Blues tonique

Actualité du 28/07/2023

Ça se passe à Madrid, pas la capitale de l’Espagne, mais une ancienne ville fantôme, au fin fond du Nouveau Mexique. Dans ce trou perdu, l’on imagine des habitants oubliés de tous et majoritairement acquis aux évangélistes-trumpistes.

Or ce n’est pas tout à fait le cas. Ainsi, au saloon de Madrid, s’organisent des soirée bingo afin de récolter des fonds pour assurer le financement du théâtre local, qui ne rapporte rien mais qui demeure indispensable pour l’équilibre de la communauté.

Dans ce lieu culturel sont représentés des shows travestis, préparés par quelques citoyens et suivis par un large public.

C’est dans cette bourgade atypique que s’est fixée Caiti. La jeune trentenaire sert des bières pour subsister et payer son prêt étudiant dont les échéances, suite aux intérêt variables, ne cessent s’allonger. Lorsqu’elle n’est pas derrière le comptoir, Caiti tient l’antenne à la radio locale, où elle révèle un sens de l’improvisation et un doux sourire dans la voix.

 

Justine Harbonnier croisa Caiti, une première fois, en 2013. Trois ans plus tard, l’élection de Donald Trump poussa la documentariste à reprendre contact avec cette new-yorkaise, réfugiée dans ce village où l’on coupe la télévision à chaque victoire républicaine.

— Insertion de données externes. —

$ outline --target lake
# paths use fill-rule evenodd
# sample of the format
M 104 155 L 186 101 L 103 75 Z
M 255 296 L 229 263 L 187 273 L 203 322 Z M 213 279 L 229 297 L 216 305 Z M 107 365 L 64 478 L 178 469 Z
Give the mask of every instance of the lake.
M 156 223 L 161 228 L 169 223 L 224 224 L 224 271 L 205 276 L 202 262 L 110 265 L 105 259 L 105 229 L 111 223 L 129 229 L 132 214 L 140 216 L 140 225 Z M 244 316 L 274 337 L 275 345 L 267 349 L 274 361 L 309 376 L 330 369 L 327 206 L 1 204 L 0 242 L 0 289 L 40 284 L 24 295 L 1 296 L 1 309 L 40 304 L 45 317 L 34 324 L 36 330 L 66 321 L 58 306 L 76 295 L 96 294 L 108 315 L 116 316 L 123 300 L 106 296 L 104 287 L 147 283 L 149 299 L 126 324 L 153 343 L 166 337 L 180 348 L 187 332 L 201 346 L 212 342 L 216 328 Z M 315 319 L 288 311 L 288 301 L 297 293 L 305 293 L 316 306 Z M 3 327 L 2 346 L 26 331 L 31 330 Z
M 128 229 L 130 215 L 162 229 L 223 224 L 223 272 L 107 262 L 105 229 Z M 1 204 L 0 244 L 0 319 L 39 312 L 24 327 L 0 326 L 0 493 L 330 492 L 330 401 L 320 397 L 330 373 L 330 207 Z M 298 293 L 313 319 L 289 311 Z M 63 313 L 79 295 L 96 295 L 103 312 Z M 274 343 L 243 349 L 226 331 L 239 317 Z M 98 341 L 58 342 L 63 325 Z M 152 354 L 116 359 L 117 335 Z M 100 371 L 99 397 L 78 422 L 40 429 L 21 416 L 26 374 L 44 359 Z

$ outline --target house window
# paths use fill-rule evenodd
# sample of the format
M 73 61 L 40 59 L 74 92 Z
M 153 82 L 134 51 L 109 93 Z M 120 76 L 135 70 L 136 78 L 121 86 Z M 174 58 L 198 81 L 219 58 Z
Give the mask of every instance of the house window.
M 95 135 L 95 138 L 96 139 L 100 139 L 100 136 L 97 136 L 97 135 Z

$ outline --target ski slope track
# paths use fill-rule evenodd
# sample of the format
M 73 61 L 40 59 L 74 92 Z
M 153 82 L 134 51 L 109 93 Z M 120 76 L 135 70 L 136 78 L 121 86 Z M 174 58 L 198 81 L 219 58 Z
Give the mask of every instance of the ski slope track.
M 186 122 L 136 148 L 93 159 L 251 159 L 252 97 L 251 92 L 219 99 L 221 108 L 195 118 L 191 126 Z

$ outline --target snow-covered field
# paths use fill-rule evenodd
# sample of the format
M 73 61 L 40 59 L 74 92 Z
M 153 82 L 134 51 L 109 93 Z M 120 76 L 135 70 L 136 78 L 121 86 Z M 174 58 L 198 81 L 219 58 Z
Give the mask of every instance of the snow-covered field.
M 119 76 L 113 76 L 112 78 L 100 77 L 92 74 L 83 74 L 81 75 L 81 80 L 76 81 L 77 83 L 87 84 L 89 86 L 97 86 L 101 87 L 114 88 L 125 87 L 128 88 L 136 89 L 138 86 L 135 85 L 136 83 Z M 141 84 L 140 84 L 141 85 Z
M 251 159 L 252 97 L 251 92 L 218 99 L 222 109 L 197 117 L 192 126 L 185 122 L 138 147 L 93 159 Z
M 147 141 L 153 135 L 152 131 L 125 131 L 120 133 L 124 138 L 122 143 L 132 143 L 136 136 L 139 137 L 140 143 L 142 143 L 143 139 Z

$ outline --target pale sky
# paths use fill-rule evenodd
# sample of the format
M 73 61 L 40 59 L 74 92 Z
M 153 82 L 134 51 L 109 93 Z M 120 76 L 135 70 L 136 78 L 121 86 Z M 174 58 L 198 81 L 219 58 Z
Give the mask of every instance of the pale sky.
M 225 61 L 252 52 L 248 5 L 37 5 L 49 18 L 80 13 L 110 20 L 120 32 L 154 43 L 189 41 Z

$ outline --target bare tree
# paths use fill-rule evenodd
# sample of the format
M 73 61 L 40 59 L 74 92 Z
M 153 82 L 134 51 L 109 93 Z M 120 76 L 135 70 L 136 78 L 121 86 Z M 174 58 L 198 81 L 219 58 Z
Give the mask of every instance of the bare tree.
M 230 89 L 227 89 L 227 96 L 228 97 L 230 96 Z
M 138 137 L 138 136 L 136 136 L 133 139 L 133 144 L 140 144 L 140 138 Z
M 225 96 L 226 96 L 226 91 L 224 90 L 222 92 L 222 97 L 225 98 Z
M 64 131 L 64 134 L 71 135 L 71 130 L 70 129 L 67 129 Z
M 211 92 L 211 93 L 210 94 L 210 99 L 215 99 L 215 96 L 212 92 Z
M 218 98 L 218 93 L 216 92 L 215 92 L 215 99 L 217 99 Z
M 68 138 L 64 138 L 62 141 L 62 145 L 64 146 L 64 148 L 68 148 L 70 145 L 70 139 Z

Au moment des retrouvailles, Caiti a le blues. A travers son trajet et ses confidences, se dessine le portrait d’une génération marquée par le traumatisme du 11 septembre, puis la résurgence de la majorité morale. Seule avec son chien, Caiti griffonne son spleen dans des chansons. Car Caiti sait chanter et possède une sacrée voix.

Dès que je suis montée sur scène, à 4 ans, je ne pouvais plus m'en passer. J'ai eu suffisamment de chance de grandir dans la capitale mondiale de la comédie musicale avec une mère qui m'a toujours encouragée à poursuivre mes rêves.

Et Caiti préserve au fond d’elle même, l’optimisme inhérent à bon nombres de Musicals, Recension d’un rêve brisé, Caiti blues déroule un récit de survie, parsemé de doutes, d’espoir, de tentatives, d’échecs, d’opportunités.

Dans cette Amérique de rêve qui ne rassemble que 200 âmes, Caiti se sent bien et elle envoie. Lorsqu’elle reprend Sweet Tranvestite, tube emblématique du Rocky Horror Picture Show (1975), l’interprète affiche un aplomb, dégage un plaisir, à damner le plus radical des néo-conservateurs.

Décidément le Blues de Caiti mérite d'être partagé.